The diehard Americana crowd and 1970s-era rebels who connect frequently with a six-pack of Coors Light and that inner redneck who has seen enough to live and let live will get stupid happy with Sturgill. But it’s doubtful those 17 people will be enough to propel album sales to hoped-for levels.
Simpson’s been labeled a bluegrass singer, a country music singer-songwriter and a honky tonker. Not being a certified or sanctified documenter of the American music scene, I’ll avoid the eventual embarrassment of applying a single moniker to Simpson. But he damn sure is different. The songs on “Metamodern Sounds in Country Music” alternate between soothing, foot-tapping, thought-provoking and this-sounds-twangyfunky-and-would-probably-bend-my-mind-around-itself-if-I-were-stoned-and-in-possession-of-a-lava-lamp.
Such is the case with “It Ain’t All Flowers.” The last two minutes of the song is from a parallel universe and used by Stanley Kubrick – may he rest in peace if he were also dead in this other universe – in the opening scenes of this different-universe movie about an enlightened group of stoners who drop out of seminary, move to Haight-Ashbury and just sit around digging on old-school country music.

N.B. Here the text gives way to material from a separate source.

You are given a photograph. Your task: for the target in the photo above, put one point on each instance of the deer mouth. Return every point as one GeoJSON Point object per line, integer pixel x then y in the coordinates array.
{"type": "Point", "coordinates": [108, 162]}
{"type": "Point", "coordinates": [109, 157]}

“I’ve been reading about the idea of cyclical lives — it matches up to the idea of string theory and a multiverse,” Simpson told the Washington Post. “So I wanted to write a record about that instead of another song about broken hearts and drinking.”
Continuing, according to the Washington Post story, Simpson said of his Metamodern work: “The overall theme is probably love, to be cheesy about it. You spend all this time reading or thinking or praying or searching or exploring. Maybe there’s an Omega Point of love. … And if not, screw it. Just be nice to people.”
Screw it. Just be nice to people.
Hmmmm. Seems like there was once this Jewish fella born in Bethlehem who had a similar simple notion.
Let’s hope Simpson’s brand of country religion doesn’t leave him with too heavy a cross to bear.